Well, maybe “exact” is a bit strong, but Jon Lester wasn’t completely comfortable in his new uniform when he first joined the Cubs for the 2015 season. I’d also argue that he suffered through more of the same last season when he was trying to be the same pitcher he’d always been despite the natural effects of aging.
“You want to try so hard to do well and kind of live up to your expectations that you kind of forget the process, and I was guilty of that for probably two months in ’15 of worrying about stuff I can’t control,” Lester told The Athletic’s Jon Greenberg (subscription required/recommended). “I’m trying to fulfill six years of a contract in one start, you know what I mean? As soon as you can kind of forget that and go back to the process that got you there…it’s easier said than done, for sure.”
The quicker you kind of realize that and go ‘F— it. I am who I am, I’m going to be me and I’m going to pitch my butt off.

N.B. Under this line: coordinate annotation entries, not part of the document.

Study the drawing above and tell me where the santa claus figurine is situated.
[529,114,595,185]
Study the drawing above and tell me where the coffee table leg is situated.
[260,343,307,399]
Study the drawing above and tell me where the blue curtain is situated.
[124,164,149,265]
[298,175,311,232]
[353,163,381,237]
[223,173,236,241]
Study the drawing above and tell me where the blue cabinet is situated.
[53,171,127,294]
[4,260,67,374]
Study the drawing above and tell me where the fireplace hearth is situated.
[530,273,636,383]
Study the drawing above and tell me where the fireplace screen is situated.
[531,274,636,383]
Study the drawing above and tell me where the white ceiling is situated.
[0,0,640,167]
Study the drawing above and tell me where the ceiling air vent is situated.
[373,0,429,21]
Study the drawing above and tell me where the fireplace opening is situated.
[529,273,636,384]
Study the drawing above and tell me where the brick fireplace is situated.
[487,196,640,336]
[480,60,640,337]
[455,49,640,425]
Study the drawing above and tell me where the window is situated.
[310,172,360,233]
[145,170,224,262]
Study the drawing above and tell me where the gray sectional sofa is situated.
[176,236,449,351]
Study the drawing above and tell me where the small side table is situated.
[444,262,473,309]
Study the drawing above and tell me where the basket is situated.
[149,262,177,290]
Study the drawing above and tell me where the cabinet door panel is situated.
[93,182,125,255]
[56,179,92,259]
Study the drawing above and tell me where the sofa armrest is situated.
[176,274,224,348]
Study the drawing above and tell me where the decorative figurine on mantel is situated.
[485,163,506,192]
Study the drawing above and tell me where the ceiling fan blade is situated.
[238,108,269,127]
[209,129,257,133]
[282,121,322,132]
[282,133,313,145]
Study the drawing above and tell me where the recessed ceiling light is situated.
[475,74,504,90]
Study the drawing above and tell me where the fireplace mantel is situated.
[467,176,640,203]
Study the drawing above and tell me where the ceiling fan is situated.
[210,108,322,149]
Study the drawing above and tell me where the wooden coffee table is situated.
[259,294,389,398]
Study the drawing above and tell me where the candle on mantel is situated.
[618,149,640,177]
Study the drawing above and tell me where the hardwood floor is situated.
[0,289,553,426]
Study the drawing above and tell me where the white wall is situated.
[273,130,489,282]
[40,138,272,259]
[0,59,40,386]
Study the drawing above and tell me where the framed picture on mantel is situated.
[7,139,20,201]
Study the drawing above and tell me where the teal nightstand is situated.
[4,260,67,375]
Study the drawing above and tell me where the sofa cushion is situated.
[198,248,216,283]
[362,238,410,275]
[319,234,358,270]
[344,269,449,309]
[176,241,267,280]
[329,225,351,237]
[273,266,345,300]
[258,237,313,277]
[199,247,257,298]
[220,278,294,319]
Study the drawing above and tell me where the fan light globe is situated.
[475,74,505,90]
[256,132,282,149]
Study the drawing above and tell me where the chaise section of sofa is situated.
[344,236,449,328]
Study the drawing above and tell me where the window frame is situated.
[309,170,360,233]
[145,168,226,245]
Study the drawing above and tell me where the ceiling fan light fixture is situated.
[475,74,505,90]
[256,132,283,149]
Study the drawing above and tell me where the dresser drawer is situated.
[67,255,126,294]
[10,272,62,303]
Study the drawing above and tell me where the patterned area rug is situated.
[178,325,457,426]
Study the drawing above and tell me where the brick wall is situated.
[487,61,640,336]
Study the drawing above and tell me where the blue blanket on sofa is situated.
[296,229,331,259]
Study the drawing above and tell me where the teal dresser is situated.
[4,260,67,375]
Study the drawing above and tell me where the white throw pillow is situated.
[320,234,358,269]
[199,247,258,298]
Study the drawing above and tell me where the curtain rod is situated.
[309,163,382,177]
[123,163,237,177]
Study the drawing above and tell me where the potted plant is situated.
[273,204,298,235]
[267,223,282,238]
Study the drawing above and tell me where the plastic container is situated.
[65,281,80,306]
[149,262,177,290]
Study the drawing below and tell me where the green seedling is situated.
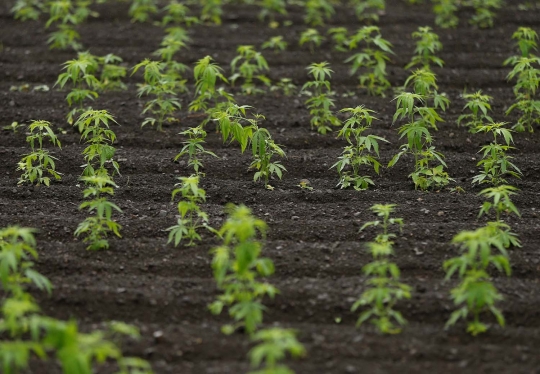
[17,121,62,186]
[209,205,278,335]
[472,122,522,186]
[388,92,453,191]
[229,45,270,95]
[270,78,298,96]
[405,26,444,70]
[299,29,325,54]
[174,126,218,176]
[432,0,461,29]
[55,52,100,125]
[302,62,340,134]
[249,123,287,190]
[457,91,493,133]
[443,226,511,336]
[198,0,223,25]
[327,27,349,52]
[132,59,182,131]
[74,173,122,251]
[352,204,411,334]
[360,204,404,244]
[75,110,120,177]
[345,26,393,96]
[45,0,94,51]
[0,226,152,374]
[331,106,388,191]
[189,56,234,112]
[167,175,215,247]
[248,327,306,374]
[504,27,540,132]
[304,0,336,27]
[349,0,386,22]
[128,0,158,22]
[259,0,287,23]
[261,35,287,53]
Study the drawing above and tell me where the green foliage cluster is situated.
[211,104,286,190]
[55,52,126,125]
[0,226,152,374]
[209,205,305,374]
[345,26,393,96]
[167,175,215,247]
[388,69,453,191]
[473,122,521,186]
[443,185,520,336]
[352,204,411,334]
[302,62,340,134]
[457,91,493,133]
[504,27,540,132]
[75,110,122,251]
[17,121,62,186]
[132,59,185,131]
[332,106,388,191]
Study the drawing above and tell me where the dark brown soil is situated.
[0,0,540,374]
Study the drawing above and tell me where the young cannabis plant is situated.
[349,0,386,22]
[132,59,182,131]
[249,125,287,190]
[0,226,152,374]
[55,52,100,125]
[209,204,278,335]
[261,35,287,53]
[345,26,393,96]
[443,226,511,336]
[174,126,218,176]
[302,62,340,134]
[189,56,234,112]
[304,0,336,27]
[298,29,325,54]
[167,175,215,247]
[405,26,444,70]
[432,0,461,29]
[229,45,270,95]
[248,327,306,374]
[352,204,411,334]
[388,92,453,191]
[457,91,493,133]
[45,0,94,51]
[17,121,61,186]
[504,27,540,132]
[74,173,122,251]
[75,110,120,177]
[472,122,521,186]
[331,106,388,191]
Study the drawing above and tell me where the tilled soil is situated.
[0,0,540,374]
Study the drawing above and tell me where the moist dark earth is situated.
[0,1,540,374]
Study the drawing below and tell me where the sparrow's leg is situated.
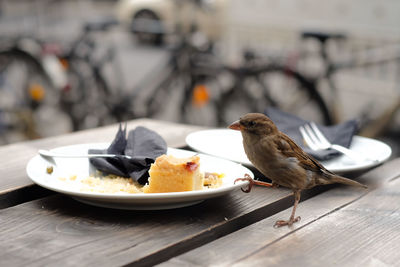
[234,173,276,193]
[274,190,301,227]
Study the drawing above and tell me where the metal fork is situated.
[299,122,372,162]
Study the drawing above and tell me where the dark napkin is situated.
[89,125,167,185]
[264,108,358,160]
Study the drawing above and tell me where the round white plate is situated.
[26,146,254,210]
[186,129,392,173]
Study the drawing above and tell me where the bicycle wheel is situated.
[61,58,117,130]
[219,66,332,125]
[0,49,72,143]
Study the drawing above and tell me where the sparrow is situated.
[229,113,366,227]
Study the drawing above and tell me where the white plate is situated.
[26,143,254,210]
[186,129,392,173]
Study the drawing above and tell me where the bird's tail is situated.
[331,175,367,188]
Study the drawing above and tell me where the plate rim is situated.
[25,146,254,205]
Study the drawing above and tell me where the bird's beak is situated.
[228,121,242,131]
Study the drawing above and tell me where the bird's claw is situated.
[274,216,301,228]
[233,173,254,193]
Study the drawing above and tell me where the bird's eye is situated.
[249,121,256,127]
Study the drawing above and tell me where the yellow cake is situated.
[143,155,204,193]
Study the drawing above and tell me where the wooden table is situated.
[0,120,400,267]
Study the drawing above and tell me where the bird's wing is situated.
[275,132,329,175]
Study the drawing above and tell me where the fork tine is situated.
[299,126,319,150]
[310,122,330,145]
[304,124,321,149]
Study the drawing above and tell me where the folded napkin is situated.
[89,125,167,185]
[264,108,358,160]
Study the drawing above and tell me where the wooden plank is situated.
[159,159,400,266]
[0,185,292,266]
[0,119,203,195]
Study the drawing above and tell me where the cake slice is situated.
[143,155,204,193]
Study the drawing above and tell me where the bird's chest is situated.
[244,139,311,188]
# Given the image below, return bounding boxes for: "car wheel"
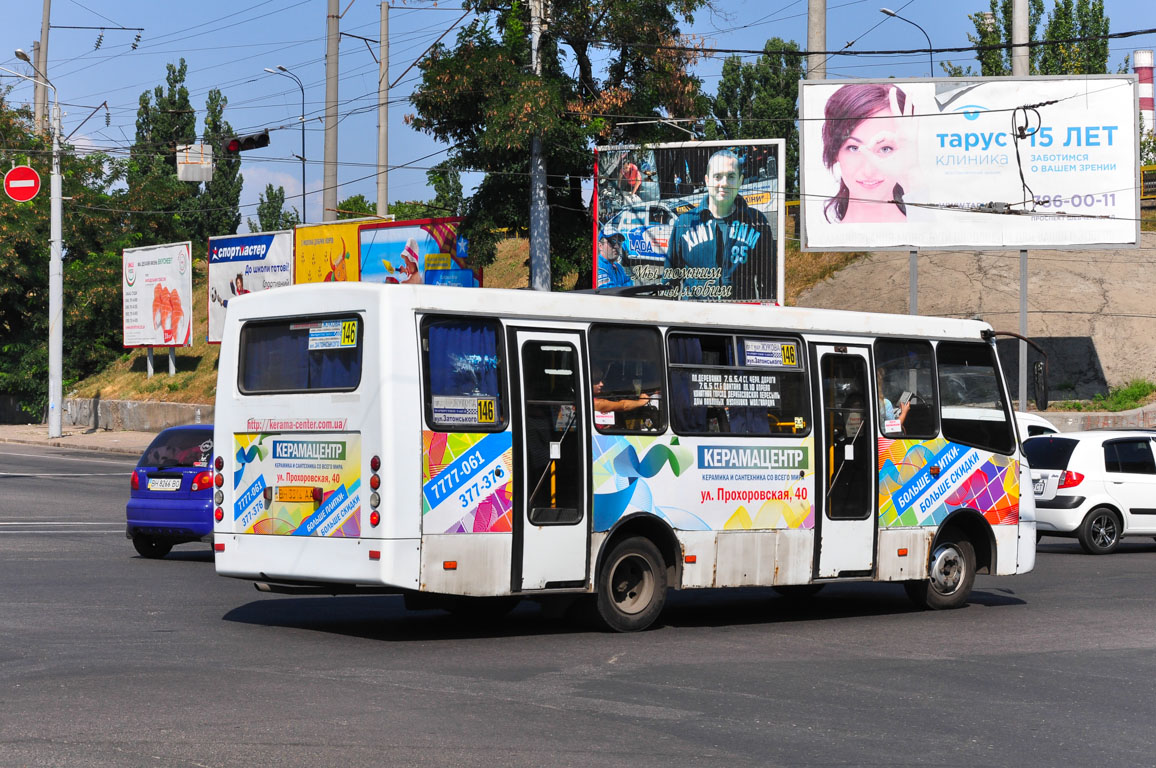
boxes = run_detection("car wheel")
[133,533,172,560]
[596,537,666,632]
[903,540,976,611]
[1077,507,1124,555]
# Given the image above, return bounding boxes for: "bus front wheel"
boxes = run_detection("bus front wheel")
[903,540,976,611]
[596,537,666,632]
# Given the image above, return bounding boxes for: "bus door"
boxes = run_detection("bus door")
[513,330,590,590]
[815,346,875,578]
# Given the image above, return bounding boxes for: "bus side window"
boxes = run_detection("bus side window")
[590,325,666,434]
[935,341,1016,455]
[875,339,939,440]
[422,317,507,433]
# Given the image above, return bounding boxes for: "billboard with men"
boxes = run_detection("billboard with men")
[594,139,784,303]
[799,75,1140,251]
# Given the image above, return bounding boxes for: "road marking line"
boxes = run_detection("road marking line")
[0,445,136,466]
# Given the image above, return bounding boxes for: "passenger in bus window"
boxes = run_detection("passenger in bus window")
[875,368,911,434]
[823,83,916,223]
[590,368,658,428]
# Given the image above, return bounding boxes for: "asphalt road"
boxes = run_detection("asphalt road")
[0,445,1156,768]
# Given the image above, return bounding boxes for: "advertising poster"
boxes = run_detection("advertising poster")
[232,433,361,538]
[120,242,193,347]
[208,231,292,344]
[593,435,815,531]
[799,75,1139,251]
[358,219,482,288]
[594,139,785,304]
[294,219,362,283]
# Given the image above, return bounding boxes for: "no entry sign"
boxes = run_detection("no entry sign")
[3,165,40,202]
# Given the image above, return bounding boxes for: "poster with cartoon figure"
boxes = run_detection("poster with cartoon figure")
[231,433,361,538]
[294,219,362,283]
[358,219,482,288]
[120,242,193,347]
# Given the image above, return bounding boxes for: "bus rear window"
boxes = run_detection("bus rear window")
[422,318,506,433]
[237,316,362,394]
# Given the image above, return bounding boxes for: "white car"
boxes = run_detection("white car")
[1015,411,1060,440]
[1023,429,1156,555]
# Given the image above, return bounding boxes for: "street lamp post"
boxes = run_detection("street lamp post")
[879,8,935,77]
[6,49,65,437]
[265,64,305,223]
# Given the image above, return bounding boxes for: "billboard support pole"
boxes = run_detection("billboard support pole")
[1020,249,1028,411]
[907,251,919,315]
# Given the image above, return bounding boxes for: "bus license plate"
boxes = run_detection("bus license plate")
[273,486,313,504]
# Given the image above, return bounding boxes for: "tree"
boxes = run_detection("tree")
[249,184,301,232]
[706,37,803,194]
[941,0,1109,77]
[0,89,127,418]
[408,0,709,286]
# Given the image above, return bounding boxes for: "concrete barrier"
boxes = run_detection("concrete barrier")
[60,398,213,433]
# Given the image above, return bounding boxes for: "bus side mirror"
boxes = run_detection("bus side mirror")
[1032,360,1047,411]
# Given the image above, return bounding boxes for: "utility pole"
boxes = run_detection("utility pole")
[807,0,827,80]
[529,0,550,290]
[1012,0,1030,411]
[377,0,390,216]
[32,0,52,131]
[321,0,341,221]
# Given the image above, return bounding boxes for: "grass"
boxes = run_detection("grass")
[68,225,864,404]
[1048,378,1156,413]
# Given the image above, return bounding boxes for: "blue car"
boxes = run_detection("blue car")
[125,424,213,557]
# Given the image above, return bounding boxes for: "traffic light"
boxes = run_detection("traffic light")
[224,128,269,155]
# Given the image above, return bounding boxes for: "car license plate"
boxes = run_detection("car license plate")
[273,486,313,504]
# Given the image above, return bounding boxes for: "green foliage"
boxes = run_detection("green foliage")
[941,0,1109,77]
[705,37,803,194]
[338,194,377,220]
[249,184,300,232]
[1048,378,1156,413]
[411,0,709,280]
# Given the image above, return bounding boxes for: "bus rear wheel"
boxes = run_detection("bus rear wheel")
[596,537,667,632]
[903,540,976,611]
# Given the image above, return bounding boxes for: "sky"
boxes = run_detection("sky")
[0,0,1156,231]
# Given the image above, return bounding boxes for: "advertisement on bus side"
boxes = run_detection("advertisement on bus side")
[879,437,1020,527]
[593,435,815,531]
[230,431,362,538]
[422,431,513,533]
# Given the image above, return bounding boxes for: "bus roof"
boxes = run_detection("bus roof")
[230,282,991,339]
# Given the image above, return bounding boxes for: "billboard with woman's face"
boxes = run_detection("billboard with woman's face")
[800,75,1139,251]
[593,139,784,303]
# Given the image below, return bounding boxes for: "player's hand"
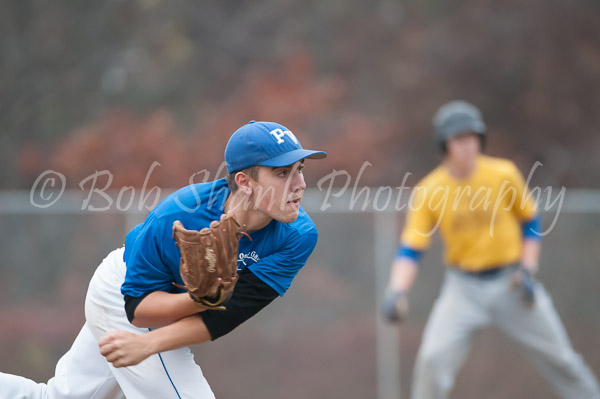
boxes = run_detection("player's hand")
[98,330,152,367]
[381,290,408,323]
[512,266,535,308]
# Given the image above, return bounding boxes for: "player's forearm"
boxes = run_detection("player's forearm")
[140,314,211,356]
[521,239,542,272]
[390,257,419,292]
[132,291,200,327]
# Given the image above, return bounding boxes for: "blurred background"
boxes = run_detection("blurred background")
[0,0,600,399]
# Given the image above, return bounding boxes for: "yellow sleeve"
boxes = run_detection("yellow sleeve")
[400,186,434,251]
[508,162,537,221]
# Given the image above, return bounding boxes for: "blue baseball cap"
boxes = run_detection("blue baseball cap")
[225,121,327,173]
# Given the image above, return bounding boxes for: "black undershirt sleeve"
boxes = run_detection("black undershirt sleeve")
[200,269,279,341]
[124,292,150,323]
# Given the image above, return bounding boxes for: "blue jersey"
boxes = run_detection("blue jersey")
[121,179,318,297]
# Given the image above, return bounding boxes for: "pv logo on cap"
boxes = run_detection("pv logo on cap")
[269,129,298,145]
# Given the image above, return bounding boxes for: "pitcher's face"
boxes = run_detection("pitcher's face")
[252,161,306,223]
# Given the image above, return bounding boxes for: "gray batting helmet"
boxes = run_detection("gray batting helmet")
[433,100,486,148]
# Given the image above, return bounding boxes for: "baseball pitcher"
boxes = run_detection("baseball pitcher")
[0,121,327,399]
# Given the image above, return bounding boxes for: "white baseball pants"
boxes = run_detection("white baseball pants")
[0,248,215,399]
[412,269,600,399]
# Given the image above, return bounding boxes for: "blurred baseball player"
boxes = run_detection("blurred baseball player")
[382,101,600,399]
[0,121,327,399]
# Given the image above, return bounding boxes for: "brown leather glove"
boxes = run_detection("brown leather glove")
[173,213,243,310]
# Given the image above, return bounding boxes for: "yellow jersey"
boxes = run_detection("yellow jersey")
[400,155,536,271]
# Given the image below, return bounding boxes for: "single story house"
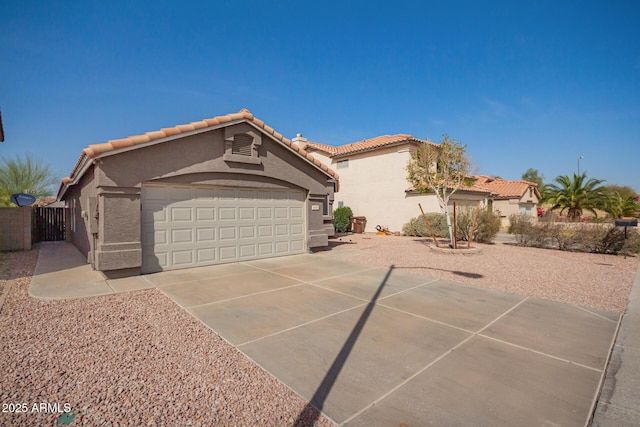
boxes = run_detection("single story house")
[57,109,339,277]
[475,175,542,225]
[292,134,491,231]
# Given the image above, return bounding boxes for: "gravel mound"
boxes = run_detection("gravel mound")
[331,234,640,313]
[0,250,333,426]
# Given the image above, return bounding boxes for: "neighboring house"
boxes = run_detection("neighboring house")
[57,109,338,276]
[292,134,490,231]
[475,175,541,225]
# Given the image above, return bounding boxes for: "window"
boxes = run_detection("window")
[223,128,262,165]
[338,159,349,169]
[231,133,253,156]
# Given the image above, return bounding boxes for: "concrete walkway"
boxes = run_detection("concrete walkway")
[593,269,640,427]
[30,243,640,426]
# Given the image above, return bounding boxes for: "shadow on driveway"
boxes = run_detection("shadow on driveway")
[293,265,395,427]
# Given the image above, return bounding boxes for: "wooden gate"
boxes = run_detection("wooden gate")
[31,208,65,243]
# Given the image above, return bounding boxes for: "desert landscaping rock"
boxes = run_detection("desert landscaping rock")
[0,234,639,426]
[331,234,640,313]
[0,250,332,426]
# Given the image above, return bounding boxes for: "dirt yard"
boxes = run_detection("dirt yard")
[330,233,640,313]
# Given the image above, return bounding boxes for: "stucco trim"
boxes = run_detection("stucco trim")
[56,109,339,200]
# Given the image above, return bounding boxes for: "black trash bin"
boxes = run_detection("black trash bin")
[351,216,367,234]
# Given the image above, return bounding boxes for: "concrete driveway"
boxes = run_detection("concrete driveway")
[145,254,619,426]
[32,242,620,427]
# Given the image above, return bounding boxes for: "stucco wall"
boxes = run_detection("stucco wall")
[493,191,539,226]
[312,144,484,232]
[65,123,334,271]
[64,166,97,262]
[0,206,31,251]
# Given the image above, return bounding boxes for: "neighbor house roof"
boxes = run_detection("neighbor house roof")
[474,175,540,199]
[304,133,437,157]
[404,184,495,196]
[58,108,339,199]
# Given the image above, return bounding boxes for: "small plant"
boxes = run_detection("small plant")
[509,214,533,246]
[402,212,449,237]
[333,206,353,233]
[456,208,502,243]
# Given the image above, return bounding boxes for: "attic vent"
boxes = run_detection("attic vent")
[231,133,253,157]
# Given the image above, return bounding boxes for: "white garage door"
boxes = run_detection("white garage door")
[142,185,306,273]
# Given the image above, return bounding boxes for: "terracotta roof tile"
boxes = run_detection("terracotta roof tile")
[304,133,437,157]
[59,108,339,198]
[475,175,540,199]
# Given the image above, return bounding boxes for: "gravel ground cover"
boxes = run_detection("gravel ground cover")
[0,234,639,426]
[331,233,640,313]
[0,250,332,426]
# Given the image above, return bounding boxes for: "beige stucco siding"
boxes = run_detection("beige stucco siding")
[313,144,460,231]
[64,123,334,271]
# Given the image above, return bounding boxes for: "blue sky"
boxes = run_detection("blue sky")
[0,0,640,191]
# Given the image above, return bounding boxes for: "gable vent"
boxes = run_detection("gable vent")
[231,133,253,156]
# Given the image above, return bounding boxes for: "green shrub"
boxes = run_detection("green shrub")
[456,208,502,243]
[509,214,534,246]
[333,206,353,233]
[402,212,449,237]
[509,215,640,255]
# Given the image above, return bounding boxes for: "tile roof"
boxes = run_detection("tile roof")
[475,175,540,199]
[304,133,437,157]
[404,184,494,196]
[58,108,339,197]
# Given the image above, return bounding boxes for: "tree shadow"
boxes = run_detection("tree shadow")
[293,265,395,427]
[394,267,484,279]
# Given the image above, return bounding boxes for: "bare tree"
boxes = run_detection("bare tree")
[407,135,471,247]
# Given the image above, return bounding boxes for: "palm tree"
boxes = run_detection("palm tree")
[0,155,58,206]
[606,191,640,218]
[544,172,609,221]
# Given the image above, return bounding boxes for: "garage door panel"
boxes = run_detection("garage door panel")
[196,208,216,221]
[273,224,289,236]
[238,225,256,239]
[289,224,303,236]
[238,207,256,221]
[220,245,238,261]
[218,227,237,240]
[218,207,236,221]
[142,186,306,273]
[289,208,304,219]
[169,207,193,222]
[257,207,273,219]
[257,224,273,237]
[167,228,194,244]
[196,228,216,243]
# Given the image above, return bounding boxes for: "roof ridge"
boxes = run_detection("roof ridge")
[62,108,339,196]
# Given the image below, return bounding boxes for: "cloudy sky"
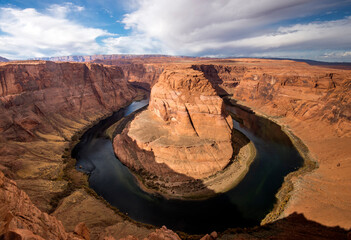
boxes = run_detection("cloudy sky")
[0,0,351,62]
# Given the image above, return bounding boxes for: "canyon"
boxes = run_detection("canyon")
[113,67,253,198]
[0,57,351,239]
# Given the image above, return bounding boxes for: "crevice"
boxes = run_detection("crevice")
[184,104,199,137]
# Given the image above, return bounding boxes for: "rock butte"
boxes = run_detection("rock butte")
[114,66,233,179]
[0,57,351,239]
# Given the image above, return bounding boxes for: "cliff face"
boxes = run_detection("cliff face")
[0,62,135,141]
[193,59,351,228]
[114,68,233,182]
[193,60,351,135]
[0,57,9,62]
[0,172,83,240]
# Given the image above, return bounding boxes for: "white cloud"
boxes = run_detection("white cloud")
[113,0,351,59]
[0,4,111,59]
[0,0,351,60]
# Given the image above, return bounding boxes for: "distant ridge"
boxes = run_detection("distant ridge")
[0,57,10,62]
[263,58,351,69]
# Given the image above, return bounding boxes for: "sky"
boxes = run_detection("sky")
[0,0,351,62]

What Lester’s talking about isn’t new by any stretch, it’s something corporate culture might refer to as worrying about “gravity issues.” Certain things are going to be there no matter what you do, so the sooner you stop putting effort into preventing or slowing them down, the sooner you can get back to having an impact on other areas of your performance.
“The quicker you kind of realize that and go ‘F— it. I am who I am, I’m going to be me and I’m going to pitch my butt off. I’m going to give you everything I got and that’s all I can control.’”
Far from just a fun quip for a local media guy, you can be sure that the long-tenured lefty is sharing that same advice with his next-door neighbor in the locker room. As Lester admitted, letting go of those things is easier said than done, but Darvish has teammates who’ve been there and done that with the Cubs and elsewhere and who can guide him through a transition that will surely continue for some time yet.
But if Darvish can stop trying to be Atlas by carrying a world of expectations on his shoulders, he may well be able to anchor the rotation just as Lester has these last several years.